Is Melville really generalizing in Moby Dick when he says all men desire going to sea at some point in time? Prove him wrong if you'd like!Is Melville really generalizing in Moby Dick when he says...
Is Melville really generalizing in Moby Dick when he says all men desire going to sea at some point in time? Prove him wrong if you'd like!
To me, Melville was correct to some extent, but not completely. And I think he is not correct any longer now that ocean travel has lost much of its romance.
I think that he is right in the sense that all people want adventure. The ocean is a place where a person can feel challenged. You feel close to nature and you feel like you really could be in true danger (which is why it is a challenge). All the times that I have been on the ocean it has been on an 18 foot boat and you really get the feeling of how powerful the ocean is. People going to sea in Melville's day would have felt that too in their relatively small ships that depended on the wind for power. Nowadays that feeling is not so present since most people who go to sea do it on huge ships that are powered by motors.
Anyway, going to sea represented adventure and a challenge of a man's masculinity, especially back then.

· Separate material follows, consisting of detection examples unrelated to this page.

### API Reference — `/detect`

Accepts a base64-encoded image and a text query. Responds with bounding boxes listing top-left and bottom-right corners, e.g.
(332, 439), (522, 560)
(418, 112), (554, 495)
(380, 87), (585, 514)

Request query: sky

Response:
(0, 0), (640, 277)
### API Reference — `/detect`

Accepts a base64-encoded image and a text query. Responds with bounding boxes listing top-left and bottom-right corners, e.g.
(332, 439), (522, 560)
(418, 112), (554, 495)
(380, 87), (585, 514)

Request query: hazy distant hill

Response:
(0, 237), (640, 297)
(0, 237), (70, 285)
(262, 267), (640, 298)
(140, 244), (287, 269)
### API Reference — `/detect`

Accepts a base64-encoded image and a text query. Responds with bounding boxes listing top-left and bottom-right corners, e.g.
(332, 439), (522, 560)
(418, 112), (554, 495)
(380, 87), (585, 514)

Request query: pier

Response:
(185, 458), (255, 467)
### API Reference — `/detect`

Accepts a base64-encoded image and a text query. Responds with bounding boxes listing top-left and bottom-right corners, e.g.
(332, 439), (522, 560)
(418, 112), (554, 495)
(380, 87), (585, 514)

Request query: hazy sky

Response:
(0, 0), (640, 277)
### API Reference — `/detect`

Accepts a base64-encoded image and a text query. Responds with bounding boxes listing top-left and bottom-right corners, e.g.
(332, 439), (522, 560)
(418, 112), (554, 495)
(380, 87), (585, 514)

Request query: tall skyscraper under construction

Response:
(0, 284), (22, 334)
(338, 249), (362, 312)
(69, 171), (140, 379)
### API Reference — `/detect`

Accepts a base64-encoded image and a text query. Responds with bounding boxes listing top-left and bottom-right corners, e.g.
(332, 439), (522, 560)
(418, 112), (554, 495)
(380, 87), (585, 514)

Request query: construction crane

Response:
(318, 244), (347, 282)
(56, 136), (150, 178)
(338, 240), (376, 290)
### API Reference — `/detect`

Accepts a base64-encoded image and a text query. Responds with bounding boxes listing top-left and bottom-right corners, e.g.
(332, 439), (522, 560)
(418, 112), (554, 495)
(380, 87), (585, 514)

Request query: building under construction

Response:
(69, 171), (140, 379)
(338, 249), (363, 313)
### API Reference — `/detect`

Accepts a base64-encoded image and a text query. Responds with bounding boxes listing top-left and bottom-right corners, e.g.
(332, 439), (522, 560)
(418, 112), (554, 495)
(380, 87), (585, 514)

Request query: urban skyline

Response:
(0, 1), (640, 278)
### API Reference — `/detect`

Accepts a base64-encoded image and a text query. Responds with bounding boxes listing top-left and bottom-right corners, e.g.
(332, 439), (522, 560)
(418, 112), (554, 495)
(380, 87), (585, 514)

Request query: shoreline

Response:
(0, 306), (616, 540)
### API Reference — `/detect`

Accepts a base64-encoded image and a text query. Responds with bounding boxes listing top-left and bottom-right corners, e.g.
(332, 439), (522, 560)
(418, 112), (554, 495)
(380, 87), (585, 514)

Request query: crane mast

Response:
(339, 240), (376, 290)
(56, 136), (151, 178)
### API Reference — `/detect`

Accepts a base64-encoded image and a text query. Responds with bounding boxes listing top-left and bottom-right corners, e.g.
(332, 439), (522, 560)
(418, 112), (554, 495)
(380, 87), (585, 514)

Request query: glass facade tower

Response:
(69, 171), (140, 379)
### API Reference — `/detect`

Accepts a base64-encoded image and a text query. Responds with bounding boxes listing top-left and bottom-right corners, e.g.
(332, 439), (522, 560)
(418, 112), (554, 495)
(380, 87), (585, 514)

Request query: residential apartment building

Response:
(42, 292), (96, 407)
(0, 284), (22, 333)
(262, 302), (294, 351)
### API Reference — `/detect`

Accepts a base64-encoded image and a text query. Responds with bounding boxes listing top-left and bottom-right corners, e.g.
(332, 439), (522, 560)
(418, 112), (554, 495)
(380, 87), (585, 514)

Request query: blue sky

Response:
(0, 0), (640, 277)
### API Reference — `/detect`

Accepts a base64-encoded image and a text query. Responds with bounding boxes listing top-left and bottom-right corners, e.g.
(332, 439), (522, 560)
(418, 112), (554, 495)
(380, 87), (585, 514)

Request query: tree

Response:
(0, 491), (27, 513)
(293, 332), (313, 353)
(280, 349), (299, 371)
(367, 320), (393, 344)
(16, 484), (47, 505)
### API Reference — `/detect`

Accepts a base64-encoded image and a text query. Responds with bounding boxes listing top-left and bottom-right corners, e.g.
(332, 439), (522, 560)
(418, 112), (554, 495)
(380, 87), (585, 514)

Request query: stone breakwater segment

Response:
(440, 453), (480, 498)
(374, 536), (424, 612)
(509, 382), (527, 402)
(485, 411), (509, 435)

I think that this is what Melville is talking about.
For Melville the sea represents life. As critic John McWilliams writes in his essay "The Epic in the Nineteenth Century," published in The Colombia History of American Poetry,
...readers approaching the novel for the first time are advised to consider it both as a work that portrays life on a whaling vessel and as a literary investigation of the conflict of humanity and fate.
Melville himself declared that "a whale ship was my Yale College and my Harvard." So, just as he had escaped a grim life of poverty by taking to the sea as a cabin boy and finding adventure, he learned many of life's lessons. Melville felt that others, too, would desire to understand the metaphysical lessons that he had learned at sea on the whale ship that was his college.
If we view the sea as a metaphor for the absolute, I would agree with Melville's assertion. Most people, I believe, crave a numinal experience, want to encounter the universal or absolute directly in a sort of soul-to-oversoul tete-a-tete.
An argument can certainly be made that the sea represents, in Moby Dick, more than a body of water. As pointed out above, we can look at the sea as the place for adventure or as a metaphor for the grand stage where life takes place in all its complexity. I'd suggest that we can also look at the sea as a symbol for unencumbered nature; an embodiment of an unmanifested god-head wherein swims the manifested god-spirit, Moby Dick, the arbiter of fate.